I do have -- naturally -- some caveats. The biggest ones concern Lsel Station's laughably inadequate preparation of Mahit for her job. She doesn't even get a portfolio, as it were -- that is, a clear statement of Lsel's goals. I also found rather implausible the notion that Yskandr could successfully (to a degree) perform diplomacy by becoming the lover of two of the 5 or so most powerful people in the Teixcalaan Empire. (To say nothing of the Ambassadorial ethics implied.) And there were minor nits -- not really important -- such as an early exchange in which it becomes clear that Mahit, who had spent much of her life reading everything she possibly can about Teixcalaan, has no idea they bury their dead. (The Stationers of Lsel recycle their dead, naturally -- but by burning, which doesn't really seem the best way to recycle.)

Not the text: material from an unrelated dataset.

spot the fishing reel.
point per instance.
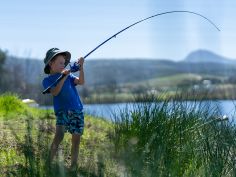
(75, 67)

In a way, those flaws are inherent to lots of Space Opera. Intrigue and rapid action are more interesting than, months of diplomatic communications and negotiations. And this novel does intrigue -- and color -- very well. I truly love the Teixcalaan naming conventions, for example. Gender roles are not emphasized at all, but this seems to be because both Teixcalaan and Lsel seem to be all but free of gender splits of any sort. (Partly because almost all pregnancies are carried in artificial wombs -- and even conception seems technologically controlled, as the several mentions of clones of a certain percentage indicate.) I think there's a lot of room for more and deeper exploration of the cultures of both Lsel and Teixcalaan in future books, though it may be that that's not what Martine is really interested in dealing with. Which is fine -- hinted background are cooler in many ways.
I'm glad I finally got around to reading A Memory Called Empire, and I won't let the wait before reading A Desolation Called Peace be nearly as long!